Learnings from the Smart Phone Folks
Last updated
Last updated
After exploring lessons from the internet, we now turn to smartphones, the devices that revolutionized personal technology by integrating communication, computing, and connectivity. Smartphones built on the internet’s foundation, enabling seamless access to information, apps, and services anytime, anywhere. With touch interfaces, app ecosystems, and powerful hardware, they set new standards for usability, scalability, and innovation.
Think back to devices like the Apple Newton, Palm Treo, BlackBerry, and Nokia Communicator. These were precursors to the modern smartphone era. The true smartphone revolution, however, began in January 2007, when Steve Jobs announced the iPhone, transforming how technology and personal devices interacted.
Smartphones continue to serve as benchmarks for Software-Defined Vehicles (SDVs). Let’s explore how their key principles apply.
Consider a simple but illustrative example from popular culture: a smartphone app that makes a whip sound, as seen in The Big Bang Theory. As the app developer, you wouldn’t need to understand the physics behind measuring acceleration. You’d only need access to an API that provides acceleration data. Based on that, you’d program the app to trigger a whip sound when the phone moves fast enough.
Smartphone vendors invested heavily in creating APIs, abstraction layers, and reusable libraries, along with marketplaces like app stores. This infrastructure enables developers to build millions of apps, generating billions in revenue. APIs ensure different apps look and behave consistently while allowing third-party developers to build innovative features without needing deep knowledge of the underlying hardware.
App stores provide centralized distribution channels for apps. They ensure:
Quality Control through standard reviews.
Monetization Models with in-app purchases and subscriptions.
Developer Engagement through portals, hackathons, competitions, and early access programs.
Smartphone companies continually invest in these ecosystems, enabling faster development and ongoing innovation.
Smartphones use a hardware abstraction layer (HAL) to ensure compatibility across devices. This allows apps to run on different devices and future hardware versions. Developers don’t have to rewrite code when new smartphones are released. Instead, the HAL adapts their apps to new hardware, simplifying development and future-proofing applications.
Modern smartphones are packed with sensors like:
Light and proximity sensors.
Touchscreens and fingerprint readers.
GPS and communication modules.
Accelerometers, gyroscopes, and magnetometers.
The default apps use only a fraction of these sensors' potential, leaving the rest to the creativity of developers. This open ecosystem encourages novel applications, from fitness tracking to augmented reality.
Smartphones and automotive systems approach resource management with fundamentally different priorities. Smartphones emphasize flexibility and headroom to support third-party applications, enabling continuous innovation. In contrast, automotive systems focus on tightly optimized resource use, ensuring safety-critical operations and reliability.

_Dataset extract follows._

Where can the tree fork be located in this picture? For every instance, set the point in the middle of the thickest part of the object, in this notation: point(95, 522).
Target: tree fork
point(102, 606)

Smartphones are designed with excess capacity, allowing developers to introduce new features and apps. This adaptability supports diverse workloads, frequent updates, and third-party innovation. Resource allocation dynamically scales to user needs, balancing performance and battery life.
Automotive systems prioritize efficiency and stability, with resources precisely allocated to predefined tasks. This ensures reliable performance for safety-critical functions like braking and steering. The highly optimized nature of embedded systems leaves minimal room for additional functionality or post-production updates.
The shift to software-defined vehicles (SDVs) aims to bring the flexibility of smartphones to automotive systems. By adopting hardware abstraction layers and scalable architectures, SDVs can enable dynamic resource management, fostering innovation while maintaining safety and reliability
The smartphone industry offers critical lessons for automotive development:
User-Centric Design: Prioritize user experience and personalization.
Ecosystem Integration: Build a platform that supports external developers.
New Revenue Models: Use app stores, subscriptions, and premium features.
Software-First Approach: Focus on software-driven innovation.
Frequent Updates: Enable over-the-air (OTA) updates.
Fast Innovation Cycles: Encourage rapid iteration and testing.
Data-Driven Insights: Use operational data for continuous improvement.
Developer Community Support: Invest in engagement and resources.
Platform Thinking: Create a flexible, scalable, and secure platform.
Global Scalability and Interoperability: Ensure compatibility across diverse environments.
Cybersecurity: Implement robust security features from the start.
The smartphone model inspires how SDVs can evolve. Non-safety-critical applications could run on a separate software stack above the hardware abstraction layer, isolated from critical systems like ADAS, energy management, and motion control. This setup would allow rapid feature development, app store-like distribution, and community-driven innovation.
The digital-first approach underpins these principles, emphasizing shift-north (moving functionality above the hardware layer) and shift-left (enabling early development and testing). This strategy promises a new era of automotive innovation, unlocking possibilities similar to the smartphone revolution.